Merci Bitcoin, car maintenant nous pouvons faire quelque chose de mieux ! — Michel Bauwens, P2P Foundation

Des propos fortement applaudis par l’audience résumaient assez bien deux jours d’intenses discussions sur les monnaies virtuelles — et un large consensus autour de l’idée qu’il nous faut une alternative à Bitcoin.

Après Bitcoin, par delà la rareté

Juste avant l’intervention de Bauwens, un consensus avait émergé parmi les intervenants d’un panel dédié aux monnaies virtuelles : les prochaines monnaies devraient soutenir l’économie réelle et être basée sur la confiance plutôt que la rareté. Mais par où commencer ?
Nous devons démanteler l’idée que que l’argent est une marchandise, une réserve de valeur”, explique Scròfina. Dans ces slides, il soutient l’idée d’un système monétaire post-rareté :

Cette analyse entre en écho avec celle de Izabella Kaminska, la journaliste-blogueuse du FT Alphaville :

Nous devons arrêter de réfléchir en termes monétaires et regarder les richesses réelles qui nous entourent, la croissance globale du niveau de vie dans le monde. La richesse est là, elle a simplement besoin d’une meilleure distribution.

Tout comme Varoufakis, Kaminska pense que c’est le rôle des institutions de le faire. Mais le même objectif pourrait-il être accompli dans le cadre d’une monnaie décentralisée, sans État ?

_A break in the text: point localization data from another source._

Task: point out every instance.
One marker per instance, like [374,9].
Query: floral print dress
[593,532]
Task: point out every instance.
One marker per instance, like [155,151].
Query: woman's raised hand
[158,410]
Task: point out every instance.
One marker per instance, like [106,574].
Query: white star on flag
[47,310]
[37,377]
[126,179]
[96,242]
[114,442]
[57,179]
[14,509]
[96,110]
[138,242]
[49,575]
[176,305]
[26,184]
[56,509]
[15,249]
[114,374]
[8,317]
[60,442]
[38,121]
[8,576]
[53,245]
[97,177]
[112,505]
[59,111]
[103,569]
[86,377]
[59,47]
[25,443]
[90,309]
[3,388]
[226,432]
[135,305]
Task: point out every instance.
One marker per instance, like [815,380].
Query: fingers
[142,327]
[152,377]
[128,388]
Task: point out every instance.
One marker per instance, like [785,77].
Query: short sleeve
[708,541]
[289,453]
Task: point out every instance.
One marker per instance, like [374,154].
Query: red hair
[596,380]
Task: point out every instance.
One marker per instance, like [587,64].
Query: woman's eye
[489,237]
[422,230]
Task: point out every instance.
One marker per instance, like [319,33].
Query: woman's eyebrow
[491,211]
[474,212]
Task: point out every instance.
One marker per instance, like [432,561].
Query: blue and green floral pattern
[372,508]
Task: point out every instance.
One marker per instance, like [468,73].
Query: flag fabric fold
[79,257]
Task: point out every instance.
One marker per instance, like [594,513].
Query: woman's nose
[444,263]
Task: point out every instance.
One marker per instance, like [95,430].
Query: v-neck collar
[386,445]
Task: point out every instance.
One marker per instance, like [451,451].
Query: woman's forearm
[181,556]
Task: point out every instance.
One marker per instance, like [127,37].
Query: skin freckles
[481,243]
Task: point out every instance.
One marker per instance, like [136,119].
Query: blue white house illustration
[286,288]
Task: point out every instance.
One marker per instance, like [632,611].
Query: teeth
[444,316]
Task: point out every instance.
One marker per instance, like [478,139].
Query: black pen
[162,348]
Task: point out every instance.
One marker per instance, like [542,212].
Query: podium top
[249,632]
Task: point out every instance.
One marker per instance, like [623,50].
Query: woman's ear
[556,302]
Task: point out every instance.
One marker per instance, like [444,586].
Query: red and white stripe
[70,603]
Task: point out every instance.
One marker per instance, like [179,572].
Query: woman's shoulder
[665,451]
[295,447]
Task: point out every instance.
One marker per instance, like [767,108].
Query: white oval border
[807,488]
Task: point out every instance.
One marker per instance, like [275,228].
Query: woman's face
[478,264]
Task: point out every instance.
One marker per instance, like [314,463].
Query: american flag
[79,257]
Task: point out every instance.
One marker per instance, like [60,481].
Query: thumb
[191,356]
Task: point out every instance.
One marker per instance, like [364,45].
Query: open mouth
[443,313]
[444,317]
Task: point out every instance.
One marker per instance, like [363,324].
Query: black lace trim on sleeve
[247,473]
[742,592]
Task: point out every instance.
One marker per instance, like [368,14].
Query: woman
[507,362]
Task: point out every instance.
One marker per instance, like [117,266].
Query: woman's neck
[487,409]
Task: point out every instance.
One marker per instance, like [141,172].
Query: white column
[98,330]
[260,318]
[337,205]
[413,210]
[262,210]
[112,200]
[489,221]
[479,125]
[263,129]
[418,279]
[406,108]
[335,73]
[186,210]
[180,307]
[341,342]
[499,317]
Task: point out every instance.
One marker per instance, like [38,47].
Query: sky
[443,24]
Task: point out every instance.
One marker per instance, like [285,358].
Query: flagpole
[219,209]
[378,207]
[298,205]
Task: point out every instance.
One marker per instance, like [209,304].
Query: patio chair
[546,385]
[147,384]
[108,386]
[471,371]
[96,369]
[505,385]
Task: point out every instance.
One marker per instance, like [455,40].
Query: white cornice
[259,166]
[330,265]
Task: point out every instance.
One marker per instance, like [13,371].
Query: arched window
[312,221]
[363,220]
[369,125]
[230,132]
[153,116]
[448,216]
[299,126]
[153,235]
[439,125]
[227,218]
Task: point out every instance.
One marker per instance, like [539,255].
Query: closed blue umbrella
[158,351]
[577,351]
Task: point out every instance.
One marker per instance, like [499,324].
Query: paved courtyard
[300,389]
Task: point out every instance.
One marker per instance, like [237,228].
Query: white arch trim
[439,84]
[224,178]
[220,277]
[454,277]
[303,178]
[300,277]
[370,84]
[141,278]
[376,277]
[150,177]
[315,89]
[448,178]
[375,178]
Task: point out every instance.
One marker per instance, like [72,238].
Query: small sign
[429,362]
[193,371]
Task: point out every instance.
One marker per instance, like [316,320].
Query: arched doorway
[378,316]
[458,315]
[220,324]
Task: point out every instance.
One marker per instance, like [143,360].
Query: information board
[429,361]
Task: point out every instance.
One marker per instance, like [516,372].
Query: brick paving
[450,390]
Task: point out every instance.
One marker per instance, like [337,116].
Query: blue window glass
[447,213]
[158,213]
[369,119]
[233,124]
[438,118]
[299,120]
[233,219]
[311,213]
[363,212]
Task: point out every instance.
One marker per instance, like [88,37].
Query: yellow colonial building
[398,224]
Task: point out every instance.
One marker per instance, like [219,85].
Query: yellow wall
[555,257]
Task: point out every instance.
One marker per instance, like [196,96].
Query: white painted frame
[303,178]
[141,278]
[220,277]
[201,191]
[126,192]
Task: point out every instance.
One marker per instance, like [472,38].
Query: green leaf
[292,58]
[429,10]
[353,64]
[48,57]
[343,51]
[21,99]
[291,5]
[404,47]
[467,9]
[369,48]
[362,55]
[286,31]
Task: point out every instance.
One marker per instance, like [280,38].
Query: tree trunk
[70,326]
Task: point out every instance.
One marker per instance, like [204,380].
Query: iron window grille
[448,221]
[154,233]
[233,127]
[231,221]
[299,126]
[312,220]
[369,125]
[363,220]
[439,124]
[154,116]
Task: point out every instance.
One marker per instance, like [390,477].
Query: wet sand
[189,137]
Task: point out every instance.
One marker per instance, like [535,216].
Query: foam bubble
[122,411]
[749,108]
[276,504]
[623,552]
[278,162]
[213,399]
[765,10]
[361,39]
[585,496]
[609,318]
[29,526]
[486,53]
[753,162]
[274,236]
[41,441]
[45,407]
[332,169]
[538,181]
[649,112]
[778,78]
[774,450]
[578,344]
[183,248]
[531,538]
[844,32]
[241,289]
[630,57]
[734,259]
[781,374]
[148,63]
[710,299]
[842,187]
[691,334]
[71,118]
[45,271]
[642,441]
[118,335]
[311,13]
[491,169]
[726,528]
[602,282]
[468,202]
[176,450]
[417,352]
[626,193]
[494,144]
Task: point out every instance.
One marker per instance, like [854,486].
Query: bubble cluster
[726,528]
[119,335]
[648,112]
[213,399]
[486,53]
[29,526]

De nombreuses monnaies virtuelles alternatives cherchent à accomplir cela. Par exemple, Freicon et Litecoin sont deux projets qui utilisent en partie le code source de Bitcoin, mais avec des différences tangibles. Le second a une plus grande base monétaire (jusqu’à 84 millions d’unités au lieu de 21 million pour Bitcoin), ce qui facilite la possibilté d’obtenir des Bitcoins. Avec Freicoin — qui signifie “monnaie libre” en allemand — la masse monétaire peut s’accroître jusqu’à 100.000 unités, et de plus, Freicoin est une monnaie fondante, c’est à dire que les unités de monnaie perdent 5% de leur valeur chaque année. Le site web du projet explique :

Une monnaie fondante force l’intégralité du stock de monnaie à circuler, quel que soit le désir d’accumulation. Les banques, les financiers, et les entreprises ne peuvent plus thésauriser en attendant des taux d’intérêts plus élevés ou un climat plus favorable pour investir, car le démurage (caractéristique d’une monnaie fondante) agit comme une taxe sur l’argent dormant. La monnaie perd en permanence de la valeur, du coup l’incitation est davantage à consommer dès que possible pour ses besoins vitaux ou à investir à long terme, ce qui stimule la croissance économique, créant traditionnellement des emplois au passage.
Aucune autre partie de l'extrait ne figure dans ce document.